Orange

Prev: Classification Next: Selected Classification Methods, Up: Classification

My First Orange Classifier

There are two types of objects that will be introduced in this lesson: learners and classifiers. Orange has a number of build-in learners. For instance, orange.BayesLearner is a naive Bayesian learner. When data is passed to a learner (e.g., orange.BayesLearner(data)), it returns a classifier. When data instance is presented to a classifier, it returns a class, vector of class probabilities, or both.

A Simple Classifier

Let us see how this works in practice. For a start, we will construct a naive Bayesian classifier from voting data set, and will use it to classify the first five instances from this data set (don't worry about overfitting for now).

classifier.py (uses voting.tab)

import orange data = orange.ExampleTable("voting") classifier = orange.BayesLearner(data) for i in range(5): c = classifier(data[i]) print "original", data[i].getclass(), "classified as", c

The script loads the data, uses it to constructs a classifier using naive Bayesian method, and then classifies first five instances of the data set. Note that both original class and the class assigned by a classifier is printed out.

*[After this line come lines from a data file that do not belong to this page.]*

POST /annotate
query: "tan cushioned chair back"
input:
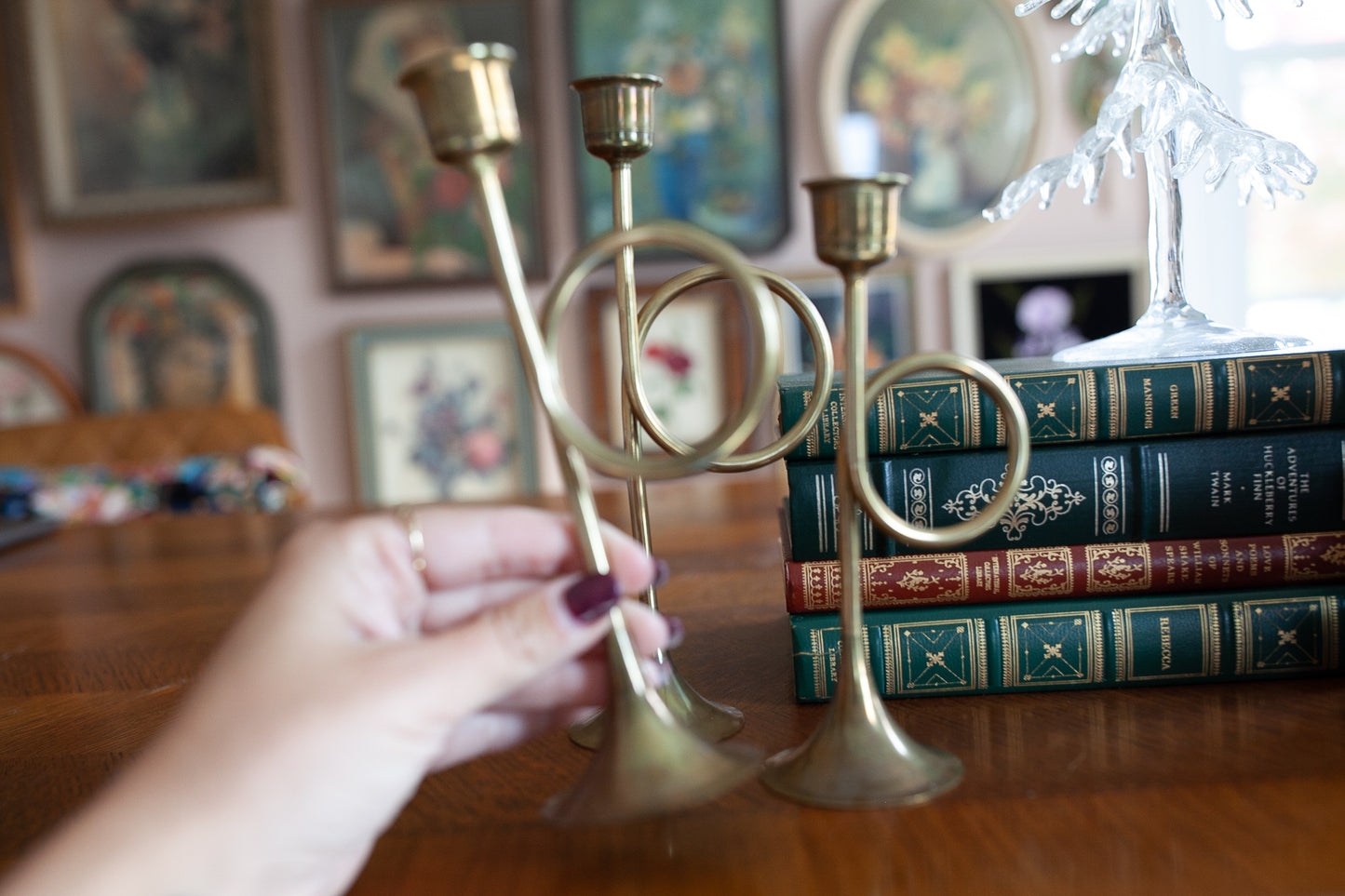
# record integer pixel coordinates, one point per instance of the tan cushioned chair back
(139, 437)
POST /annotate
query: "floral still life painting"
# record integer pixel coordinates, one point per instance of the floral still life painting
(691, 377)
(396, 216)
(440, 413)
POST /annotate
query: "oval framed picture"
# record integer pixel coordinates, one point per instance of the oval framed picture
(943, 92)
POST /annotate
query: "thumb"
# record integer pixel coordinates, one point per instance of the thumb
(484, 660)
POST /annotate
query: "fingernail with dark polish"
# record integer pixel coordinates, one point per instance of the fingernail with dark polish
(592, 596)
(677, 633)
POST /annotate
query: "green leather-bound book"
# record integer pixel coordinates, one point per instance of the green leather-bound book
(1102, 642)
(1069, 404)
(1243, 485)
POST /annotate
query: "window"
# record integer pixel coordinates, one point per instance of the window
(1284, 269)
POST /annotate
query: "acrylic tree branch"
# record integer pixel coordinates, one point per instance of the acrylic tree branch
(1175, 111)
(1181, 124)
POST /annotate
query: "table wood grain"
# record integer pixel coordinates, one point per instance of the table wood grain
(1204, 789)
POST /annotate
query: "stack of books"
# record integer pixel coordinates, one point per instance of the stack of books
(1181, 521)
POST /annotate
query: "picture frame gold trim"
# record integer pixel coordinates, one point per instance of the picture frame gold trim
(960, 97)
(438, 410)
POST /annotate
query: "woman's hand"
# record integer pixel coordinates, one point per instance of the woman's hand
(344, 684)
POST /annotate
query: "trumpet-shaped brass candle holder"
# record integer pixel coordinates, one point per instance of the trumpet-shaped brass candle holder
(617, 118)
(858, 756)
(649, 762)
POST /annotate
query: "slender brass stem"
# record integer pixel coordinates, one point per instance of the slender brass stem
(649, 763)
(858, 756)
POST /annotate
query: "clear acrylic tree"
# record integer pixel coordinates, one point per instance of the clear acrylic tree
(1177, 124)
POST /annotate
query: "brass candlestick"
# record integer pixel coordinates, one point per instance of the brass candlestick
(617, 121)
(616, 114)
(649, 762)
(858, 756)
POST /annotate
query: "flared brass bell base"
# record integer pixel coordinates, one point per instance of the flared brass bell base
(865, 765)
(703, 715)
(653, 767)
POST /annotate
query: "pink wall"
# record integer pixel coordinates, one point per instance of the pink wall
(281, 249)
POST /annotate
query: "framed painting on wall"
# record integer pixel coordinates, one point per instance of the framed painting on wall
(438, 410)
(1030, 307)
(153, 108)
(31, 391)
(178, 334)
(943, 92)
(395, 214)
(693, 376)
(891, 289)
(719, 156)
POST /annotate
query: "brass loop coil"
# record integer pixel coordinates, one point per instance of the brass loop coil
(813, 323)
(857, 452)
(763, 322)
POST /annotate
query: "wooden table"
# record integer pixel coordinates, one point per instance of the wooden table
(1208, 789)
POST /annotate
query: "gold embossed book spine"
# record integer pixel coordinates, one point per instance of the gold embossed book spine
(1056, 572)
(1069, 404)
(1103, 642)
(1163, 488)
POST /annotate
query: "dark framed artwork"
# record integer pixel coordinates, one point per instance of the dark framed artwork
(14, 252)
(178, 334)
(395, 214)
(891, 289)
(438, 410)
(945, 92)
(719, 157)
(1027, 307)
(154, 106)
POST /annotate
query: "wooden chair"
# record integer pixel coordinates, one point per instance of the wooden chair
(31, 391)
(141, 437)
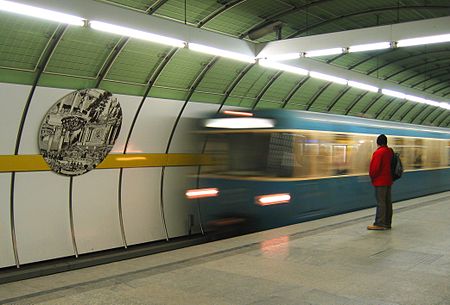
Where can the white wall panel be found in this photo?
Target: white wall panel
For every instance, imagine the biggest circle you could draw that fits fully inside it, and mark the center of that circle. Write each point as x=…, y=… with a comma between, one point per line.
x=184, y=139
x=12, y=100
x=154, y=125
x=141, y=205
x=95, y=210
x=6, y=249
x=176, y=207
x=129, y=105
x=43, y=99
x=41, y=213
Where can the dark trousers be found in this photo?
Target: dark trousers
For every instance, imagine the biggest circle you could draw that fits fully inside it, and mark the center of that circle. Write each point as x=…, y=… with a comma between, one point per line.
x=384, y=206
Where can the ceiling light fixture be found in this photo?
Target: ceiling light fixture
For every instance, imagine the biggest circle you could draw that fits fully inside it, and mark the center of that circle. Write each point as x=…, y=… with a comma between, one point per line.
x=416, y=99
x=329, y=78
x=369, y=47
x=283, y=67
x=363, y=86
x=219, y=52
x=41, y=13
x=281, y=57
x=445, y=105
x=423, y=40
x=124, y=31
x=324, y=52
x=393, y=93
x=433, y=103
x=239, y=123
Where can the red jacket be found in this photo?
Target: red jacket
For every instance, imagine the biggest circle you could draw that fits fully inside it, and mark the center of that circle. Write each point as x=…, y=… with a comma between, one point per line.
x=380, y=167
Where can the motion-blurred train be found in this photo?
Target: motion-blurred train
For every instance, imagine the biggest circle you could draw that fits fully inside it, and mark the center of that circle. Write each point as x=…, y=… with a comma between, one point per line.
x=275, y=167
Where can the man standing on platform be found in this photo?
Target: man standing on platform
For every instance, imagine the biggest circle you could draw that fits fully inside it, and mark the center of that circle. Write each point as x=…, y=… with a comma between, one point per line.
x=380, y=174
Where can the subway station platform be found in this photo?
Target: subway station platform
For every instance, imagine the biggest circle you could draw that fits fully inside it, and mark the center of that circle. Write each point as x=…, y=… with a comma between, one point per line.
x=329, y=261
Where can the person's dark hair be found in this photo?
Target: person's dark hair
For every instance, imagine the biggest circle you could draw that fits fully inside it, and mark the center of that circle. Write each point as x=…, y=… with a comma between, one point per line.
x=382, y=140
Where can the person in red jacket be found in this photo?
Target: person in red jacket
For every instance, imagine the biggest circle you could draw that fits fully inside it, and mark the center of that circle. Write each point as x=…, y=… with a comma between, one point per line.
x=380, y=174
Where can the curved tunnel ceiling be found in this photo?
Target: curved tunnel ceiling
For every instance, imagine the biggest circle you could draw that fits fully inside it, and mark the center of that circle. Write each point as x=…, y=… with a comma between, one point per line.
x=82, y=58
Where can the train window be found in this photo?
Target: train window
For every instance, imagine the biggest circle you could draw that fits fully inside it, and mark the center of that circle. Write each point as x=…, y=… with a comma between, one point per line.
x=252, y=154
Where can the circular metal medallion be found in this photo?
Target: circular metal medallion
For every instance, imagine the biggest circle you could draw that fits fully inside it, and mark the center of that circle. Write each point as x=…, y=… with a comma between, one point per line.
x=79, y=130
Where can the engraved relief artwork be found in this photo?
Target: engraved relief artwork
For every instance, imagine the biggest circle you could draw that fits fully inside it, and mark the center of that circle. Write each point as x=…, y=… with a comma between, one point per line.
x=79, y=131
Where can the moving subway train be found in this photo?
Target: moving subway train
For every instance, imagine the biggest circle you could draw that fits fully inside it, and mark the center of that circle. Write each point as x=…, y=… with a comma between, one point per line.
x=277, y=167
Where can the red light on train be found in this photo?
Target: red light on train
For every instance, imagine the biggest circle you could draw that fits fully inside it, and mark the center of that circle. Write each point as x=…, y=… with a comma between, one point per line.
x=237, y=113
x=272, y=199
x=202, y=193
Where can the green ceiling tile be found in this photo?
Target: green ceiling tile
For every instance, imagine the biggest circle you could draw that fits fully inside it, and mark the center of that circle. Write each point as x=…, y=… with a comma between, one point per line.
x=183, y=69
x=345, y=102
x=140, y=5
x=66, y=82
x=244, y=16
x=282, y=86
x=193, y=12
x=221, y=75
x=81, y=52
x=264, y=104
x=137, y=61
x=240, y=101
x=361, y=104
x=17, y=77
x=253, y=82
x=205, y=97
x=118, y=88
x=168, y=93
x=306, y=92
x=22, y=40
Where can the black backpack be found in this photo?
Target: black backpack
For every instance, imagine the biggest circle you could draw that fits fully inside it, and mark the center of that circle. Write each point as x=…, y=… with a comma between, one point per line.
x=396, y=166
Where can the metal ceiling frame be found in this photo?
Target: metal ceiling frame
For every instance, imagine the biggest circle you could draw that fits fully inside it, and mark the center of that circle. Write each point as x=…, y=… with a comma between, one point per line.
x=234, y=83
x=383, y=108
x=447, y=71
x=293, y=91
x=410, y=56
x=42, y=64
x=220, y=11
x=415, y=66
x=317, y=94
x=278, y=16
x=378, y=54
x=337, y=98
x=366, y=12
x=266, y=87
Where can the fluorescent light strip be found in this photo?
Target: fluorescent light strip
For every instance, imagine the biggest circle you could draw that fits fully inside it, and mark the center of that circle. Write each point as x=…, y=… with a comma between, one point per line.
x=202, y=193
x=272, y=199
x=416, y=99
x=282, y=67
x=285, y=56
x=219, y=52
x=124, y=31
x=41, y=13
x=239, y=123
x=393, y=93
x=369, y=47
x=329, y=78
x=362, y=86
x=324, y=52
x=433, y=103
x=375, y=124
x=237, y=113
x=423, y=40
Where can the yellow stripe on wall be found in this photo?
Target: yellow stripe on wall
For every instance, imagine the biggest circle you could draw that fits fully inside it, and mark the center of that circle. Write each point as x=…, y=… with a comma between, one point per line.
x=30, y=163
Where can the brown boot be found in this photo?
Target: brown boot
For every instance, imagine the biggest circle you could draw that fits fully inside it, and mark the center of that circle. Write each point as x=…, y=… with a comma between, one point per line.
x=375, y=227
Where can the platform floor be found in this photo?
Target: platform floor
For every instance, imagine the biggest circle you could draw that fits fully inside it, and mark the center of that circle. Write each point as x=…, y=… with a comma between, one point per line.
x=324, y=262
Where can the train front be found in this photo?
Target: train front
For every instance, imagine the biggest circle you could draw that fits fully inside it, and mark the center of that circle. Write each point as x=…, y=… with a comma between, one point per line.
x=241, y=189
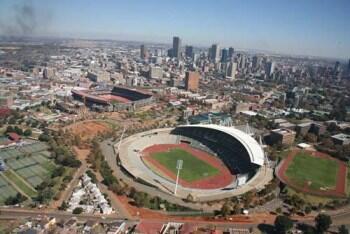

The data set that we use includes votes for each of the U.S. House of Representatives Congressmen on the 16 key votes; a class is a representative's party. There are 435 data instances - 267 democrats and 168 republicans - in the data set (see UCI ML Repository and voting-records data set for further description). This is how our classifier performs on the first five instances:

1: republican (originally republican) 2: republican (originally republican) 3: republican (originally democrat) 4: democrat (originally democrat) 5: democrat (originally democrat)

You can see that naive Bayes makes a mistake at a third instance, but otherwise predicts correctly.

Obtaining Class Probabilities

To find out what is the probability that the classifier assigns to, say, democrat class, we need to call the classifier with additional parameter orange.GetProbabilities. Also, note that the democrats have a class index 1 (we find this out with print data.domain.classVar.values; notice that indices in Python start with 0; also notice that we have indicated the order of classes in the voting.tab already: instead of writing discrete for the class variable, we listed its set of possible values in the desired order).

classifier2.py (uses voting.tab)

import orange data = orange.ExampleTable("voting") classifier = orange.BayesLearner(data) print "Possible classes:", data.domain.classVar.values print "Probabilities for democrats:" for i in range(5): p = classifier(data[i], orange.GetProbabilities) print "%d: %5.3f (originally %s)" % (i+1, p[1], data[i].getclass())

The output of this script is:

Possible classes: <republican, democrat> Probabilities for democrats: 1: 0.000 (originally republican) 2: 0.000 (originally republican) 3: 0.005 (originally democrat) 4: 0.998 (originally democrat) 5: 0.957 (originally democrat)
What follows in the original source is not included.